2nd Deputy Regent of North Central Timor
- In office 2005–2010
- President: Susilo Bambang Yudhoyono
- Governor: Piet Tallo
- Preceded by: Gabriel Manek
- Succeeded by: Aloysius Kobes

Personal details
- Born: 31 August 1972 Bijeli, East Noemuti, North Central Timor, East Nusa Tenggara, Indonesia
- Died: 27 March 2025 (aged 52) Biboki Anleu, North Central Timor, East Nusa Tenggara, Indonesia
- Party: NasDem Party
- Spouse: Kristiana Muki
- Children: 6
- Parent(s): Yakobus Manue Fernandez (father) Margaretha Hati Manhitu (mother)
- Alma mater: Nusa Cendana University (S.Pt.)
- Occupation: Politician

= Raymundus Sau Fernandes =

Indonesian politician (1972–2025)

Raymundus Sau Fernandes (31 August 1972 – 27 March 2025) was an Indonesian politician who served as the 9th Regent of North Central Timor for two terms, from 2010 to 2015 and from 2016 to 2021. He also held the position of Deputy Regent from 2005 to 2010.

== Life and career ==

=== Early life and education ===
Raymundus Sau Fernandes was born on 31 August 1972 in Bijeli, East Noemuti, North Central Timor, East Nusa Tenggara, Indonesia. He was the son of Yakobus Manue Fernandez and Margaretha Hati Manhitu. Fernandes graduated from Nusa Cendana University with a degree in Animal husbandry( S.Pt.).

=== Political career ===
Fernandes began his political career as the 2nd Deputy Regent of North Central Timor, serving from 2005 to 2010 under Governor Piet Tallo during Susilo Bambang Yudhoyono's presidency. He succeeded Gabriel Manek and was succeeded by Aloysius Kobes.

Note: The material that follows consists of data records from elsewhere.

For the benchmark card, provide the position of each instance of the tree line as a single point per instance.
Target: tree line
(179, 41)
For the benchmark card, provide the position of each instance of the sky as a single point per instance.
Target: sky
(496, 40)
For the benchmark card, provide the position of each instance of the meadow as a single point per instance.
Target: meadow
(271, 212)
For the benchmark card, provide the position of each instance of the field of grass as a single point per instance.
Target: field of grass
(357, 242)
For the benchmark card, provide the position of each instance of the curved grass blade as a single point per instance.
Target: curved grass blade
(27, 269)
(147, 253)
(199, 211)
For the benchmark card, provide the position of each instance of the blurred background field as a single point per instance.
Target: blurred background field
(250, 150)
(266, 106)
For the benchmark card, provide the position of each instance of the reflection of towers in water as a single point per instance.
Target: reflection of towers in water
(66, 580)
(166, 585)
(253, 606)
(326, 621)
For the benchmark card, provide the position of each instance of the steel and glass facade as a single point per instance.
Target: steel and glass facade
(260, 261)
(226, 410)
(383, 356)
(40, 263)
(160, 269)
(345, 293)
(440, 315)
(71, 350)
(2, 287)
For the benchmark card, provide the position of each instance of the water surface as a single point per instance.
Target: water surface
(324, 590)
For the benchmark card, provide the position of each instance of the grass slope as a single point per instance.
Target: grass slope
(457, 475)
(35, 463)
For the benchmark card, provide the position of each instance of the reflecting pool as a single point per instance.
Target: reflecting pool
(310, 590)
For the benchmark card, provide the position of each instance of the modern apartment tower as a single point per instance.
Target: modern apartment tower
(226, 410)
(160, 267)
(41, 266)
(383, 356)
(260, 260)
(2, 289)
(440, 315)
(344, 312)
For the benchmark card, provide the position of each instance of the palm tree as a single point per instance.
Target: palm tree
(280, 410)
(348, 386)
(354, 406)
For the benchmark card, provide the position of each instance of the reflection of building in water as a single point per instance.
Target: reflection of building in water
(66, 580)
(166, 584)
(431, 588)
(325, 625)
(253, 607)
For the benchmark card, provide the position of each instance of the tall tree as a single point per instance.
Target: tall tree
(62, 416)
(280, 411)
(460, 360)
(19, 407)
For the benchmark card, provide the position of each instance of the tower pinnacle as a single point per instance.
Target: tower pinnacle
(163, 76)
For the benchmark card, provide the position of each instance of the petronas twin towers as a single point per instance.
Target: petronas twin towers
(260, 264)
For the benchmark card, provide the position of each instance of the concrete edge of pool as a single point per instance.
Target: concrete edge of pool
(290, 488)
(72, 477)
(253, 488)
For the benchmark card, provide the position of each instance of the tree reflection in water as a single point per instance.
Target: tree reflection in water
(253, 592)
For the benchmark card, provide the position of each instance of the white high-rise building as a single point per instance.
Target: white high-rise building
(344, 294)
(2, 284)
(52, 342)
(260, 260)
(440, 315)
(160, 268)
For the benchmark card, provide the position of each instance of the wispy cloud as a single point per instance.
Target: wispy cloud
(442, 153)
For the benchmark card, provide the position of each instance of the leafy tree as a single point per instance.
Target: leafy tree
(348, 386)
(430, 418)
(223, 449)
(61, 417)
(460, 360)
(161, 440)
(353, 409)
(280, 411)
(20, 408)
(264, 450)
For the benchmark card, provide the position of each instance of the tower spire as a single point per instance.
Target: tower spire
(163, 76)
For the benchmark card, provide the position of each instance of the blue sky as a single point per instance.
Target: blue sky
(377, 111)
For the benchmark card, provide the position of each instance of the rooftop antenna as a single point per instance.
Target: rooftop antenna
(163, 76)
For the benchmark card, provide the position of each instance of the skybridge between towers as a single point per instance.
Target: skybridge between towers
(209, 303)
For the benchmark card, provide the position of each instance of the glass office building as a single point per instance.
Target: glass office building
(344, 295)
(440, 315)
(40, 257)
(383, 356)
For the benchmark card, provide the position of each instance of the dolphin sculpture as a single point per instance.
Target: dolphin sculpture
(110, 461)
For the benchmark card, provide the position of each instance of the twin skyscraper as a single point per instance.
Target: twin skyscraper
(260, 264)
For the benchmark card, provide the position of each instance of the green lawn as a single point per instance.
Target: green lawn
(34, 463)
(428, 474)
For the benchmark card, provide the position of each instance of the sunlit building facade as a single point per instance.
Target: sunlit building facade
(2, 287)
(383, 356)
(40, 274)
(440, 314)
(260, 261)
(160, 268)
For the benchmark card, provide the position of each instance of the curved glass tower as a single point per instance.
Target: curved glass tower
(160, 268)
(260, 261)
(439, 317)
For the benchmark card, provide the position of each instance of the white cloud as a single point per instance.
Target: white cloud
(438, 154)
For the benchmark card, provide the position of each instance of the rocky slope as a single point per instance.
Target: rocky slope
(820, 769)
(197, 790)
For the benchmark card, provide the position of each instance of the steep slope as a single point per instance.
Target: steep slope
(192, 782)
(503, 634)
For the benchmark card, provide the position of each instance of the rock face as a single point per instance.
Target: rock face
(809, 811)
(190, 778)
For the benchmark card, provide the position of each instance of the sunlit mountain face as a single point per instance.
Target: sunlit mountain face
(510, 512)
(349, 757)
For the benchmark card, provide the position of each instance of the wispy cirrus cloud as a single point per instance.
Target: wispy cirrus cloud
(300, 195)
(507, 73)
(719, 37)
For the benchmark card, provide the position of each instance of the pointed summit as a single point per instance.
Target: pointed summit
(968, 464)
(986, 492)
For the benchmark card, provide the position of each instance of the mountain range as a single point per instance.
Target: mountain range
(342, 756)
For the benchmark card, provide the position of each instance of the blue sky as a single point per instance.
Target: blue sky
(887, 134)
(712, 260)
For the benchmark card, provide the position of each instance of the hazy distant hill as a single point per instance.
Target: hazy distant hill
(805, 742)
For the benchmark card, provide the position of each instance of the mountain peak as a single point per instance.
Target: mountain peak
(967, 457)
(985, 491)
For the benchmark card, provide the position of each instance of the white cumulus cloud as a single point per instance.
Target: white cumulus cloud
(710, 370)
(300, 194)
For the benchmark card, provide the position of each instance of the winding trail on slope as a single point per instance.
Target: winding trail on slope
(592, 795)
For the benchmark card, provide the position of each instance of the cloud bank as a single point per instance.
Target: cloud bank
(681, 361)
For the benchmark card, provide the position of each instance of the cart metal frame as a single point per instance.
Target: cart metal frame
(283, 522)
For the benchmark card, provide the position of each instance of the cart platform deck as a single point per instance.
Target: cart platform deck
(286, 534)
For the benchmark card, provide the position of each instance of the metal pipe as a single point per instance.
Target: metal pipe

In 2010, Fernandes was elected Regent of North Central Timor, serving until 21 December 2015. His first term spanned the presidencies of Susilo Bambang Yudhoyono and Joko Widodo, with Frans Lebu Raya as governor. He succeeded Gabriel Manek and was followed by Benediktus Polo Maing as acting regent.

Fernandes was re-elected and sworn in for a second term on 17 February 2016, serving until 17 February 2021 under President Joko Widodo. During this period, he worked with governors Frans Lebu Raya, Robert Simbolon (acting), and Viktor Laiskodat, with Aloysius Kobes as his deputy. He succeeded Benediktus Polo Maing (acting) and was succeeded by Fransiskus Fay (interim) and later Juandi David.

Affiliated with the NasDem Party, Fernandes focused his political career on local governance in North Central Timor.

=== Personal life and death ===
Fernandes was married to Kristiana Muki, with whom he had six children. He maintained ties to his home region throughout his life.

On 27 March 2025, Fernandes drowned in Biboki Anleu, North Central Timor. He was 52.